Requiem

Com todo o peso nas costas, entrarei pela porta dos fundos, procurarei a fileira J e me sentarei no assento 17. O silêncio já escuro daquela sala pesará ainda mais; a partir desse momento, me sentirei sem passado, sem alma. Se antes as feridas não doíam era porque não as via; mas na hora certa saberei saber que elas já estão ali há muito tempo.

A sala de cinema estava completamente vazia; ligar o projetor ali era um desperdício; deixar os grandes poetas silenciados enjaulados dentro de seus livros é o maior pecado que o homem pode cometer. Se dependesse apenas de mim aquela sessão para ninguém jamais aconteceria.

Antes do terceiro apito, me deixarei levar pelo barulho da pipoca quebrando entre meus dentes sob a força do meu maxilar. Sentirei aquele sabor morno, que me ajudará a apagar o mundo lá de fora antes de me concentrar no mundo novo apresentado a cada peça, para que eu esqueça minhas dores e passe a sentir as dores de outrem.

No palco eu me sinto empolgada ansiosa pelo início... Antes do abrir das cortinas já posso sentir a ansiedade compartilhada de cada um dos corações aflitos sentados na plateia. No espetáculo de hoje não vemos leões nem o globo da morte nem nada que nenhum homem comum não tenha já vivido. O papel é escrito especialmente para mim e trata da angústia de ser humano.

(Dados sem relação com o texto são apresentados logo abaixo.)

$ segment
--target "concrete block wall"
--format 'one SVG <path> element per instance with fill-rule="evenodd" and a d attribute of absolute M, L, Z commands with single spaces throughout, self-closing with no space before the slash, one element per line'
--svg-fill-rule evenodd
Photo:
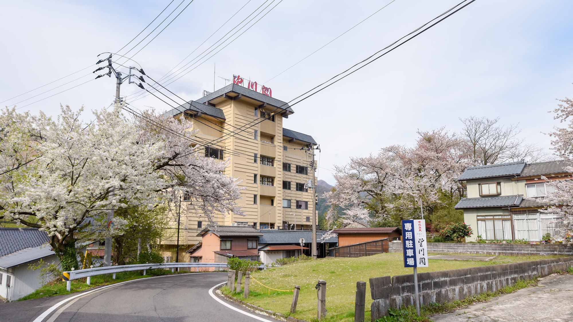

Inseri a fita cassete e com o controle remoto dei o play. Um filme de toda minha infância passou diante dos meus olhos. Em meio à névoa discernia os rostos da professora que me mostrava os primeiros passos no caminho das letras. Via também as árvores na beira da estrada passando rápido demais não deixando ser contadas enquanto viajávamos para as festas de fim de ano. Era uma pena que ninguém mais compartilhasse dessas mesmas memórias. Me senti único e por isso sozinho.

A projeção holográfica que passarão a apresentar será pobre; as figuras parecerão ocas e sem vida; serão planas como folhas de papel e azuladas como a luz que sai da tv. Não haverá legendas nem programa nem chaves de interpretação; serão apenas sons dissonantes, ideias desconexas, fantasias alegóricas ininteligíveis e frias. Tudo parecerá vago. Eu já tinha sido alguém para poder ter me tornado apenas uma lembrança daquele jeito.

É como ser vaiada ver a plateia vazia. É nauseante ter que enganar a mim mesma fingindo ser uma outra pessoa apenas para me convencer e a ninguém mais. Enquanto a alegria é compartilhável e desejável, a dor se sente só e abandonado. Me sinto rejeitada e menor. Se isso é uma peça pregada, não tem mais graça e já está na hora de revelarem o segredo! Se isso é um pesadelo, já é dada a hora de eu acordar!

Depois daquela sessão, com duração de três vidas ou mais, apertei stop, desço do palco e levantarei do meu assento para deixar aquele estado mental me corroer e o fazer fazer de mim um novo ser, tão ilúcido e incompleto e ignorante de suas próprias aptidões e virtudes como antes. Antes eu era um humano incapaz de pensar minha existência, agora passei a ser um ser humano consciente dessa redundância.